Figure 4.

Sensitive monitoring of anti-CD47 therapy response by dynamic metabolic imaging of NAD(P)H. (A, B) Label-free metabolic intravital imaging (LMII) of NAD(P)H demonstrates sensitive early response at single-cell level after anti-CD47 mAb (MIAP301) treatment of a triple-negative breast cancer model (10 mg/kg intravenous injection daily for 5 days). (C) Quantification of average intensity shows statistically significant difference in NAD(P)H signals before and after MIAP301 treatment (n=16 images, p<0.0001). (D) Kinetics of single-cell metabolism with NAD(P)H signal. Each colored small square represents the visible pixel intensity of NAD(P)H in each cancer cell. The 10,000-pixel intensities were randomly measured from the cells in different mice every day for 16 days (n=6 mice).

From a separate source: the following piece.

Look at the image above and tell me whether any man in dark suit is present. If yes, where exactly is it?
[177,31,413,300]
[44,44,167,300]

Metabolic signal of NAD(P)H has been increased with tumor growth from day 1 to day 9 and dramatically decreased with start of anti-CD47 mAb treatment from day 10. (E, F) Conventional whole-body bioluminescence imaging of 4T1_PB3R-RFP-luc tumor mice verified cancer treatment with increased signal before anti-CD47 therapy and decreased signal after the therapy compared with isotype control treatment (n=6 mice). LMII shows superior sensitivity to detect immunotherapy response (p<0.0001 in C) over bioluminescence imaging (p=0.0122 in F). (G) Flow cytometric analysis shows decrease of NAD(P)H and RFP signals with CD47 inhibitor treatment over isotype control treatment. (H) The signal from NAD(P)H+RFP+ cells was significantly decreased after MIAP301 treatment when compared with isotype control as determined by flow cytometry (n=11 mice, p=0.0043). CD47, cluster of differentiation 47; mAb, monoclonal antibody; NAD(P)H, reduced nicotinamide adenine dinucleotide (phosphate) hydrogen; RFP, red fluorescent protein.